Similarly, Dustin Nguyen, 25, grew up in a non-religious home but discovered The Gathering through a group of progressive Christians “who are trying to get away from patriarchy, racism, anti-LGBTQ versions of Christianity. It was wonderful to be around like-minded individuals who shared a similar lived experience.”
Although “the pandemic has brought out tons of racism towards Asian Americans,” the concurrent desire for solidarity is a blessing, Nguyen said. “My values are ultimately hollow if I only speak for myself and not for other oppressed groups.”

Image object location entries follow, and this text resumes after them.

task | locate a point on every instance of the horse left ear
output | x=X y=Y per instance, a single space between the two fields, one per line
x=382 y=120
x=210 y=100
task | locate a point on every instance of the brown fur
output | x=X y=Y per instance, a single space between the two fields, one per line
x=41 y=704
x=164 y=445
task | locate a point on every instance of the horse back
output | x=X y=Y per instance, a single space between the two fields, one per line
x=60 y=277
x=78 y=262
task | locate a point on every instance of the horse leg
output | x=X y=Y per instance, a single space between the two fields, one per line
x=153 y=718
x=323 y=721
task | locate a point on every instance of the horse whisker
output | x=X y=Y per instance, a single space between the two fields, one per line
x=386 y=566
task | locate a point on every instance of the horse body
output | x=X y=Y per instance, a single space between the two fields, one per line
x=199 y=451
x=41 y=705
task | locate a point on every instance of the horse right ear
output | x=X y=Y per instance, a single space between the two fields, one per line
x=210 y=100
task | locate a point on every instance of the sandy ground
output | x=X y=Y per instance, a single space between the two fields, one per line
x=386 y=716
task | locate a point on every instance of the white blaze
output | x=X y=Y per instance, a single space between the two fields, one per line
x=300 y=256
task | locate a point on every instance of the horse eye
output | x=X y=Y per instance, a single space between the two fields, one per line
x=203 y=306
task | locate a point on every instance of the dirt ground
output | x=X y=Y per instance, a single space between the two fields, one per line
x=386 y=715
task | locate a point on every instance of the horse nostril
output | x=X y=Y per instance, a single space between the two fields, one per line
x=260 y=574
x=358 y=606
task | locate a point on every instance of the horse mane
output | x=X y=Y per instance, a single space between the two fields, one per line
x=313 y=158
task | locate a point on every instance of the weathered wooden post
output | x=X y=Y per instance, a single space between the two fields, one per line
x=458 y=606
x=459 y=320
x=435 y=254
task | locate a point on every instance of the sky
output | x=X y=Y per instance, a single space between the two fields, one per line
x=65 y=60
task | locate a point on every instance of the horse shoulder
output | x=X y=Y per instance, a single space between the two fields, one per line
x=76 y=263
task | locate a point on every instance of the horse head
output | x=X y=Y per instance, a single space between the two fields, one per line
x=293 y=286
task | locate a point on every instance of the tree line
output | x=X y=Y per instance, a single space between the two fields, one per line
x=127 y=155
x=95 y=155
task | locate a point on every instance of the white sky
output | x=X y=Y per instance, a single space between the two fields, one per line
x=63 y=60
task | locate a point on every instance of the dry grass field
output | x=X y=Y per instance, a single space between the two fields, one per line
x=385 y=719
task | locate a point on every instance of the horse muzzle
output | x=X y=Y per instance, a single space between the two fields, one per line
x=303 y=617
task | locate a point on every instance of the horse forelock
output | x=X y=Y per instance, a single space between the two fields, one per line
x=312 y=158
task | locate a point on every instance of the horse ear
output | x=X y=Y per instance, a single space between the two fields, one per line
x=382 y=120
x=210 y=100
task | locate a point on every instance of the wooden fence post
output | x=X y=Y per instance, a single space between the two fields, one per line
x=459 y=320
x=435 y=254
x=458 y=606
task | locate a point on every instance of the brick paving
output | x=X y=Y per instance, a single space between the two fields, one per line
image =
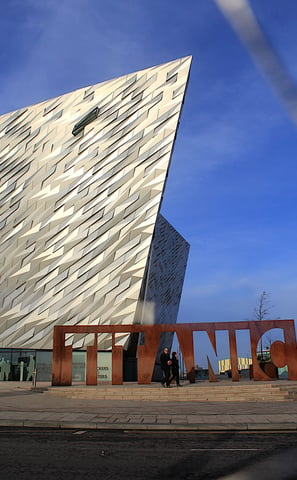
x=20 y=406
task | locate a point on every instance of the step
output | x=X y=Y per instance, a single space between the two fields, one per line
x=189 y=393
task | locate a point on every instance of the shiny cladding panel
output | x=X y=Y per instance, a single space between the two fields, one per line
x=78 y=211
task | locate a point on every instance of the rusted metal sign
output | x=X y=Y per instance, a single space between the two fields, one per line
x=282 y=353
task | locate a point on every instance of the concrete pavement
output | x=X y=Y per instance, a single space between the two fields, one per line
x=22 y=406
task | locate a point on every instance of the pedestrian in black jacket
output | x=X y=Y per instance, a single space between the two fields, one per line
x=166 y=366
x=175 y=369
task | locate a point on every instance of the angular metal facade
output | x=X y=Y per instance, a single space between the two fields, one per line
x=82 y=179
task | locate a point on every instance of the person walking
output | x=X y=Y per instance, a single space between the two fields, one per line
x=175 y=369
x=166 y=367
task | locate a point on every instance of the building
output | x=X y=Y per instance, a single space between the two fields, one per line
x=82 y=239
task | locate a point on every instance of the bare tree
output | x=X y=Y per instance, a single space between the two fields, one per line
x=261 y=311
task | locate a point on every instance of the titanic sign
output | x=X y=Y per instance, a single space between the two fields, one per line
x=282 y=353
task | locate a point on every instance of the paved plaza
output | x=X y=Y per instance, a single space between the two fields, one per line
x=22 y=406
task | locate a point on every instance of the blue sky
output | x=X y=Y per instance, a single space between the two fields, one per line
x=231 y=190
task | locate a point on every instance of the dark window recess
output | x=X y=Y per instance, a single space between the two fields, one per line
x=90 y=117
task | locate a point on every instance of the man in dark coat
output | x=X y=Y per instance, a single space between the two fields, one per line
x=166 y=366
x=175 y=369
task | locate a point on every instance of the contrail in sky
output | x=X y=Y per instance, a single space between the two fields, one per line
x=242 y=19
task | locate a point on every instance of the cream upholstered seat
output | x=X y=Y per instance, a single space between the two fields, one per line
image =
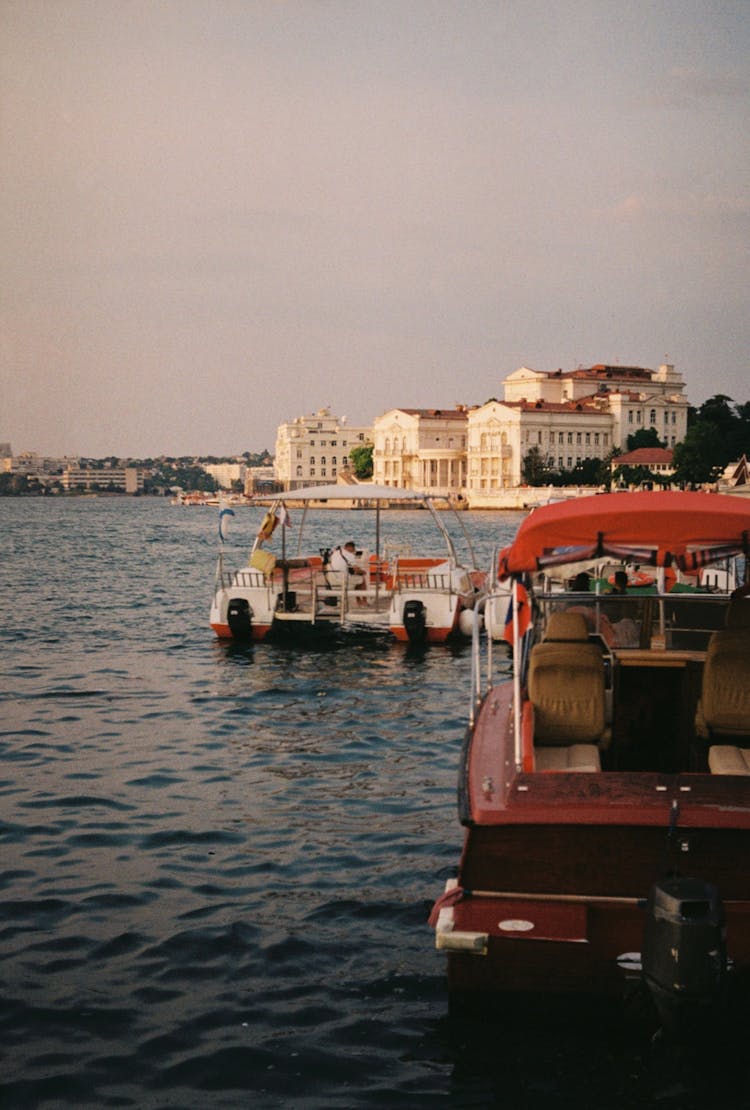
x=566 y=686
x=723 y=710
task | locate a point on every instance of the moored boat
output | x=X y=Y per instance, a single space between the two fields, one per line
x=605 y=779
x=383 y=591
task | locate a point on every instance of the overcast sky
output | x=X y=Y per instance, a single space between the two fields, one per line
x=220 y=214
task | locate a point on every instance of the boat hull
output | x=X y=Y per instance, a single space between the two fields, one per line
x=561 y=909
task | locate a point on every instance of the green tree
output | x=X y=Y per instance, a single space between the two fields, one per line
x=644 y=437
x=534 y=470
x=362 y=461
x=701 y=456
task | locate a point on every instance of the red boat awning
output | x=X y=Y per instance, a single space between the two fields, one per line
x=687 y=530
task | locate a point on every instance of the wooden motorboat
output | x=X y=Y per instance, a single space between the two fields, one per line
x=605 y=778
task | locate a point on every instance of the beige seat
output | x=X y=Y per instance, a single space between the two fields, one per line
x=723 y=710
x=566 y=686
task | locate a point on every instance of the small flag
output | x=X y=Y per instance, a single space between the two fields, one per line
x=524 y=614
x=224 y=522
x=267 y=525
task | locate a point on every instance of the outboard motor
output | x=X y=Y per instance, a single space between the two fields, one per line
x=415 y=621
x=685 y=955
x=240 y=618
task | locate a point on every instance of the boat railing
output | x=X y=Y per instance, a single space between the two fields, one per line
x=422 y=579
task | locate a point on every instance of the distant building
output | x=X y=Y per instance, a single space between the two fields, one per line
x=127 y=478
x=422 y=448
x=636 y=397
x=656 y=460
x=226 y=474
x=570 y=417
x=314 y=450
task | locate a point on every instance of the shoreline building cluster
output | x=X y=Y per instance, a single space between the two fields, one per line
x=568 y=416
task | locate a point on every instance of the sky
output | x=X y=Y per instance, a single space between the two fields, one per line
x=216 y=215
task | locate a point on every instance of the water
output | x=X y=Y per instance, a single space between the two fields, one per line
x=216 y=861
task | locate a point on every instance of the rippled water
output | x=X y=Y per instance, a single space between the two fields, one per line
x=216 y=863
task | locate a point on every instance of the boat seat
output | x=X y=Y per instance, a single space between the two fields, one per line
x=583 y=757
x=728 y=759
x=566 y=686
x=723 y=709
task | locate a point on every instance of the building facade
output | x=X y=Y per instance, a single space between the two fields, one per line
x=422 y=448
x=314 y=450
x=570 y=417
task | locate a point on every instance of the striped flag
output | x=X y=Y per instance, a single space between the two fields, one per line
x=224 y=522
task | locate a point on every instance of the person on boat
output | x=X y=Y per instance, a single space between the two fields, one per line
x=344 y=561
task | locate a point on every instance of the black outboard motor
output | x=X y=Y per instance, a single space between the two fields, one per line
x=240 y=618
x=685 y=955
x=415 y=622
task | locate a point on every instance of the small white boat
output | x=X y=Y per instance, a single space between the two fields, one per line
x=413 y=597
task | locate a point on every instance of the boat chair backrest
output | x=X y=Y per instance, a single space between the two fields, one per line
x=723 y=710
x=566 y=684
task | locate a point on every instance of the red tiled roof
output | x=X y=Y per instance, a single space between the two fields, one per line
x=645 y=456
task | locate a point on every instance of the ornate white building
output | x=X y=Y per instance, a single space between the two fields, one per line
x=314 y=450
x=570 y=417
x=422 y=448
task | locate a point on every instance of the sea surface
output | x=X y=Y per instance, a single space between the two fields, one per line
x=216 y=861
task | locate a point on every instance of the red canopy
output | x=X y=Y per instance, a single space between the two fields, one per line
x=657 y=528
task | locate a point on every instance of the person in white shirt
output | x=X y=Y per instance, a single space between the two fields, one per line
x=344 y=559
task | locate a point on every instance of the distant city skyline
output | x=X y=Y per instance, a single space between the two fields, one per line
x=219 y=215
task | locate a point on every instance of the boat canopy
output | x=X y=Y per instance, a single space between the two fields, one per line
x=656 y=528
x=334 y=492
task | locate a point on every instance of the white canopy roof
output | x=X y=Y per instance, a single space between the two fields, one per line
x=361 y=492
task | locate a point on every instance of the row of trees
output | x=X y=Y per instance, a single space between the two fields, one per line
x=718 y=434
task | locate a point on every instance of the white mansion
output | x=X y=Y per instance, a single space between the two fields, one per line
x=568 y=416
x=314 y=450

Of 25 people who registered for an online book club taking place this August led by Kim, only three are Episcopalian, she said. Their interest in “Pachinko” by Min Jin Lee and “The Best We Could Do” by Thi Bui drew them, along with the opportunity for spiritual engagement. “That’s something they said they can’t get in another book club,” Kim said. “I call it #digitalevangelism.” Click here to register for the book club.
The Gathering and its online presence have been “a real oasis for a lot of Asian Americans” across the country and beyond, said Huang, who is Chinese, Taiwanese and Japanese. “If you think about … Episcopalians in places without much of an Asian American presence in their communities, they can feel very alone.”
Ultimately, “this whole recent national conversation about George Floyd and countless others is part of the story The Gathering has to tell,” Huang added. “And what Presiding Bishop Michael Curry talks about, ‘loving, life-giving and liberating,’ is part of our Gospel message, too.”
– The Rev. Pat McCaughan is a correspondent for the Episcopal News Service. She is based in Los Angeles.